The White House says it will support narrow legislative fixes to solve this problem, but this is merely an interim step. A more permanent solution could ensure consumer rights, protect small businesses, and foster innovation.
The DMCA was passed three years before the iPod, six years before Google Books and nine years before the Kindle. Technology moves quickly, and it's not surprising that the law is now antiquated. But because of the draconian terms of the statute, the effect of being antiquated is not merely a poor bill; rather, it restricts entire classes of technology, such as consumer-unlocked cellphones (after contract has expired) that could spur competition in the wireless device and services market.

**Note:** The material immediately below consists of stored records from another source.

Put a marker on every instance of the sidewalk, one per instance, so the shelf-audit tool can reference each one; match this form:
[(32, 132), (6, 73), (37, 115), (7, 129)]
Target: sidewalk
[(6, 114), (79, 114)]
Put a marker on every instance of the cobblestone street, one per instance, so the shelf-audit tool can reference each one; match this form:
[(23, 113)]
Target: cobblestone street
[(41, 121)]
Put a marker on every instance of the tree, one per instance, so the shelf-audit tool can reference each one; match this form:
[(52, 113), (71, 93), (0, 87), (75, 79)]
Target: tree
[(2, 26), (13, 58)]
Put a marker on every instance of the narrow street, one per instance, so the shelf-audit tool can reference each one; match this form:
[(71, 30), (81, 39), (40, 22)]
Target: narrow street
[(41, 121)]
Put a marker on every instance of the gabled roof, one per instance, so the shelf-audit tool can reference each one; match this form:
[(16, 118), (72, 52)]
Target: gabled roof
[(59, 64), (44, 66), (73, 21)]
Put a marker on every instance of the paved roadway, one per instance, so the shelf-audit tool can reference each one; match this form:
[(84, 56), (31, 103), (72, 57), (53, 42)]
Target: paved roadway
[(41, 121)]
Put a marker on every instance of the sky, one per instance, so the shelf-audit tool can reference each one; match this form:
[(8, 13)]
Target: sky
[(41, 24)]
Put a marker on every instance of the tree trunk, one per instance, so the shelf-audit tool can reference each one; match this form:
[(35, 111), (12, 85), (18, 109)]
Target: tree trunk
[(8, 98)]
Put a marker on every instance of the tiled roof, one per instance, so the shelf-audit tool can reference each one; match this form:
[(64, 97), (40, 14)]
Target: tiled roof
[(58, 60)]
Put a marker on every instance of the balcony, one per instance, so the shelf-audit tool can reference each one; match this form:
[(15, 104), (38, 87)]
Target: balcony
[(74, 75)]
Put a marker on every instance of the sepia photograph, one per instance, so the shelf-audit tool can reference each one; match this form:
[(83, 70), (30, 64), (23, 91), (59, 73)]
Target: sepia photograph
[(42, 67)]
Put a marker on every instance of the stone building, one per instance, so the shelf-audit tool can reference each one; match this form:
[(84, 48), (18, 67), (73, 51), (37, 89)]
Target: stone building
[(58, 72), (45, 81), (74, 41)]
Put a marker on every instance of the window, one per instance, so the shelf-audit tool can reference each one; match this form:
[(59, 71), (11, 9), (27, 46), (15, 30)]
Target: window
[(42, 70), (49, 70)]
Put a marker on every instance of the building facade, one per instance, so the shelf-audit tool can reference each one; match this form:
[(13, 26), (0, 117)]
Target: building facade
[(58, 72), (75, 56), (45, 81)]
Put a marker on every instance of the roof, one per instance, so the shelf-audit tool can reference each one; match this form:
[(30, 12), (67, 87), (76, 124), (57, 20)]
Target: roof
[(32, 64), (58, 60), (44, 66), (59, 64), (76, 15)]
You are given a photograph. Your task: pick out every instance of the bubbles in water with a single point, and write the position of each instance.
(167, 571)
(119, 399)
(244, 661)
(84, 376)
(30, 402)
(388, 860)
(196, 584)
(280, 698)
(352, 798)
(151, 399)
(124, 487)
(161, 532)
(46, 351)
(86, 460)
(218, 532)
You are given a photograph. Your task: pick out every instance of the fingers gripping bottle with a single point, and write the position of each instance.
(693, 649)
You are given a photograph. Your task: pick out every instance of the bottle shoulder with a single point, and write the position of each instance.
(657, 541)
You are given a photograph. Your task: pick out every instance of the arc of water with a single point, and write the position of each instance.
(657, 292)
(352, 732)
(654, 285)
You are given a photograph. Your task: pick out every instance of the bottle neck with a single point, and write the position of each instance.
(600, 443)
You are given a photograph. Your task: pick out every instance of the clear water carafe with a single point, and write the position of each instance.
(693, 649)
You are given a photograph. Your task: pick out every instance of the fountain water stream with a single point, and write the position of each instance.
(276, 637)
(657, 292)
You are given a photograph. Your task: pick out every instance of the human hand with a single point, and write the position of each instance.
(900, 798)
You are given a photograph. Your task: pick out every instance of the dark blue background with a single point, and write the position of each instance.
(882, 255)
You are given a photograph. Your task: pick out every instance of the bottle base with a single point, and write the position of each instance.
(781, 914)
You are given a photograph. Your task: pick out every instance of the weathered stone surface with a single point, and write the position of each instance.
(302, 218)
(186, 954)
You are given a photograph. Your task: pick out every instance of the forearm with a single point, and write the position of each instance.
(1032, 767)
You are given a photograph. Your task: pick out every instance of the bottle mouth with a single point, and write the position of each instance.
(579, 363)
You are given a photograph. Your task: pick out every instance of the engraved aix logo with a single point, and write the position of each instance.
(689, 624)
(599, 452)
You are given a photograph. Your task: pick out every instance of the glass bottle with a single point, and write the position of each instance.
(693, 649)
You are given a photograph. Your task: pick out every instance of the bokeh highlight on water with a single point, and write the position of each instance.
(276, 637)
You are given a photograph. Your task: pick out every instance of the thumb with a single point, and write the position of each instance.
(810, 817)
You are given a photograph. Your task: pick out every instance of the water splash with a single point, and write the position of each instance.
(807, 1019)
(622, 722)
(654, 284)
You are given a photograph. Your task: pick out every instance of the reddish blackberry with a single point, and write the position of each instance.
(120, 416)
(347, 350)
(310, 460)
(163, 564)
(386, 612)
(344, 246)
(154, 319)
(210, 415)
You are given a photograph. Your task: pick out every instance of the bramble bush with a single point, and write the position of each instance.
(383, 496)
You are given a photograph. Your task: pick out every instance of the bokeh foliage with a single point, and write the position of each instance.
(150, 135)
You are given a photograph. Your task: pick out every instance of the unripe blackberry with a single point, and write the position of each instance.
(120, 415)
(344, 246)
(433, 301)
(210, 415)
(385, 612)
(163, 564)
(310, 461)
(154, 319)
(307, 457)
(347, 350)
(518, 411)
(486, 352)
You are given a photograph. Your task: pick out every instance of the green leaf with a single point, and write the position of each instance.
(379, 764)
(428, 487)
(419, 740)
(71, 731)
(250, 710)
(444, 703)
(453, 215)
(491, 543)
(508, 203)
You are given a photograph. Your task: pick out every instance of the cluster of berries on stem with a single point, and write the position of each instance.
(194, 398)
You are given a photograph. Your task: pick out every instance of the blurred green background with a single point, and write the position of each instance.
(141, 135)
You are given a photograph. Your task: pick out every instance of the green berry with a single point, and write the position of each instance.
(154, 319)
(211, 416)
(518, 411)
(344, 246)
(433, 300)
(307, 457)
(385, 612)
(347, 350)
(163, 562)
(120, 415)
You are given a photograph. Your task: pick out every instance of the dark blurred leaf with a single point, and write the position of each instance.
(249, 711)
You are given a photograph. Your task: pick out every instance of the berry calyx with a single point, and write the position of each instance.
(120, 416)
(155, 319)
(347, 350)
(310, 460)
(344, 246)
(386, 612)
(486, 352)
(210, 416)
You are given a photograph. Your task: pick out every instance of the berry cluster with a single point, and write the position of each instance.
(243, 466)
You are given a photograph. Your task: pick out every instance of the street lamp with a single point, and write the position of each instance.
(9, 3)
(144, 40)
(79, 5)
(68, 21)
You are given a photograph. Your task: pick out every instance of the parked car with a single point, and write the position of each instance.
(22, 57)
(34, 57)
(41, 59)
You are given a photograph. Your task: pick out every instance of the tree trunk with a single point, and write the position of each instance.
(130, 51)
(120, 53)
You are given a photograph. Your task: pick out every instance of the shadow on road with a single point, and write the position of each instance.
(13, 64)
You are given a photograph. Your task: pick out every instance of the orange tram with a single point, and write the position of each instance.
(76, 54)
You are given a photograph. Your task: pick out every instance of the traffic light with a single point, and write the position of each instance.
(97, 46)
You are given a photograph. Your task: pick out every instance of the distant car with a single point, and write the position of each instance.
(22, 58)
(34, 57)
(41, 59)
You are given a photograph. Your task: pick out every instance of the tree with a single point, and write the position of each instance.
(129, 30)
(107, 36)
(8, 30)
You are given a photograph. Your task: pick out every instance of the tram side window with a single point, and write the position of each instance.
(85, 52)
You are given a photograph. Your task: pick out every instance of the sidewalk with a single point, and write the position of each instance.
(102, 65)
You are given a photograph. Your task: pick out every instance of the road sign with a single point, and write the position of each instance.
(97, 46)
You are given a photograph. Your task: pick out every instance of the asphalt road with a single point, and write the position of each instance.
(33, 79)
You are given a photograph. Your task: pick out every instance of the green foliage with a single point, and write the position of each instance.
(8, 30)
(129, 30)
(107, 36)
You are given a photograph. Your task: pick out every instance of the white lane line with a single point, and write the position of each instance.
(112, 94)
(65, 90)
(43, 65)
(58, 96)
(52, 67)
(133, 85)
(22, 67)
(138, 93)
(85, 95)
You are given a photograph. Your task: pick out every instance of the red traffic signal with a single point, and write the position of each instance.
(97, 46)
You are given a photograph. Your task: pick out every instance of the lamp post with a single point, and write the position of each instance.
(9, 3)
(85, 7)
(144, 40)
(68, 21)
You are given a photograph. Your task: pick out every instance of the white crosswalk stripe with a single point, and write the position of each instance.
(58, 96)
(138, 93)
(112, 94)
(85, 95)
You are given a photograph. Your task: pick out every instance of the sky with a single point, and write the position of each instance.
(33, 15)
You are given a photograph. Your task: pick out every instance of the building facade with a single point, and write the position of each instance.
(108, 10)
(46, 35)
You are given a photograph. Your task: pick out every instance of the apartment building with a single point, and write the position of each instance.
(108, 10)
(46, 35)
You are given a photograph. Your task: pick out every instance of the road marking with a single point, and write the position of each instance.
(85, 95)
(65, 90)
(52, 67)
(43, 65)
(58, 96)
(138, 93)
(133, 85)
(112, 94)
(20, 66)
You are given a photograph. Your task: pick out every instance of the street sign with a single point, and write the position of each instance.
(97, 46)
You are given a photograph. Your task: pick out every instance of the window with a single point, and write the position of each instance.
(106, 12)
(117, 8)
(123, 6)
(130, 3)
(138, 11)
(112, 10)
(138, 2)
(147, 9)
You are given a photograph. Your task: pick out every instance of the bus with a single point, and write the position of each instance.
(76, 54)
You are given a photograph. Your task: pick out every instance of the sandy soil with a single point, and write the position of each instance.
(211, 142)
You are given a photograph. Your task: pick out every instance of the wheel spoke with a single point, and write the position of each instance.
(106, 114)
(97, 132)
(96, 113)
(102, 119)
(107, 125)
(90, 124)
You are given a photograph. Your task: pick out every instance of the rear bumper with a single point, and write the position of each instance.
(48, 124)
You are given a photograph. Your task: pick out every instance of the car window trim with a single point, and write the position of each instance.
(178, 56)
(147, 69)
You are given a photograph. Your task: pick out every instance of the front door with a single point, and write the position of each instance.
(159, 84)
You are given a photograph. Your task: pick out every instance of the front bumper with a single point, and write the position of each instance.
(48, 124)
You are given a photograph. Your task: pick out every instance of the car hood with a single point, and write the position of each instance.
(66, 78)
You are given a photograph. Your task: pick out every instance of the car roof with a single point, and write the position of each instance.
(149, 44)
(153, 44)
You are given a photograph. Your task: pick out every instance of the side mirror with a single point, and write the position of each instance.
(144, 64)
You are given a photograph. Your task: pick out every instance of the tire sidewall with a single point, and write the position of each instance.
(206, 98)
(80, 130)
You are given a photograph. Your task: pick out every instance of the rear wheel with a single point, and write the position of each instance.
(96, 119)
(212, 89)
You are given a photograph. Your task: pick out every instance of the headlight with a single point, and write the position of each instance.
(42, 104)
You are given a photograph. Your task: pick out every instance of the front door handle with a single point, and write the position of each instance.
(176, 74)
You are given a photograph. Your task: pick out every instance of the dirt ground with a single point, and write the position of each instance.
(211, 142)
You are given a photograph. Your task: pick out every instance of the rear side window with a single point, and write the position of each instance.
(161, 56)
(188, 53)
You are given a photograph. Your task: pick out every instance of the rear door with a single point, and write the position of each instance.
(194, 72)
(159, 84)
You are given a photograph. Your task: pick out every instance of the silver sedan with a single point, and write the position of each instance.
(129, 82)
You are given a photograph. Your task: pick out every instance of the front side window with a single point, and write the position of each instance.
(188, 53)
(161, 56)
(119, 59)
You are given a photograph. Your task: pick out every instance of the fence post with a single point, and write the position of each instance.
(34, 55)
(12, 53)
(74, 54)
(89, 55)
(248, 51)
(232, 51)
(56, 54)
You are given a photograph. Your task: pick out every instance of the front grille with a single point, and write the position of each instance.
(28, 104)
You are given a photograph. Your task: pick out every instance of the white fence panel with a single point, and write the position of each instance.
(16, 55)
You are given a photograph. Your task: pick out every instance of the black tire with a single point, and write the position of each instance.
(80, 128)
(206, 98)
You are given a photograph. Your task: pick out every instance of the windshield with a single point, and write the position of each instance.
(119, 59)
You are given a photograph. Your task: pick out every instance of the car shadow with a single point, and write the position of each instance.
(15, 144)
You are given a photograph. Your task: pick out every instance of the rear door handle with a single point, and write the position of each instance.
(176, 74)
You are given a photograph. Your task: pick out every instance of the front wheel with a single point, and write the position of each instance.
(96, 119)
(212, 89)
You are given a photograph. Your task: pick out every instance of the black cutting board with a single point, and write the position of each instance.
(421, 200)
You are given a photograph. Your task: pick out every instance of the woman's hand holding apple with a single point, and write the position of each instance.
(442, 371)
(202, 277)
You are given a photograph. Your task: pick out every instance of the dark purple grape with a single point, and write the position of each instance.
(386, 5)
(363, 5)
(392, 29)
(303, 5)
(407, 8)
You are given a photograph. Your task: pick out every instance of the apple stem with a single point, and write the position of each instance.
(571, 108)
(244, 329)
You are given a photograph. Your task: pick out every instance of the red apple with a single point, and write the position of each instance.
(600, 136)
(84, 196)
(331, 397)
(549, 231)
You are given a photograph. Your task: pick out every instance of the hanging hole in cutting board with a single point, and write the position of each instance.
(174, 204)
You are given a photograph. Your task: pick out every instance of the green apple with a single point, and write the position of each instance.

Consumer groups and affected companies must fight for exemptions every three years by petitioning the Librarian of Congress to exempt seemingly ordinary technologies from the DMCA's list of criminal activities.
First, the White House should propose legislation to permanently legalize jail breaking, unlocking, accessibility technology for people with disabilities, backing up movies, and computer science research.
Second, the White House should announce a new commission to present recommendations to replace the triennial review process and to ensure that technologies are not banned unless there are overwhelming and compelling governmental interests. The commission should be extremely skeptical of banning any technology -- especially outside of the context of weapons. Additionally, the recommendations should include that DMCA circumvention provisions do not apply to circumvention without a "nexus" to copyright infringement. The White House should then champion legislation to enact these recommendations. If we are to determine that any forms of technology should constitute contraband, that process must be transparent and accessible for the general public.
The White House could support "legalizing" the following technologies permanently:
• Technology for unlocking and jail breaking for all consumer electronic devices.
• Accessibility technology for people who are deaf or blind - including e-book read-aloud functionality and advanced closed captioning and video description features for video programming.
• Technology to backup legally purchased DVD's and Blu-Ray discs for personal use.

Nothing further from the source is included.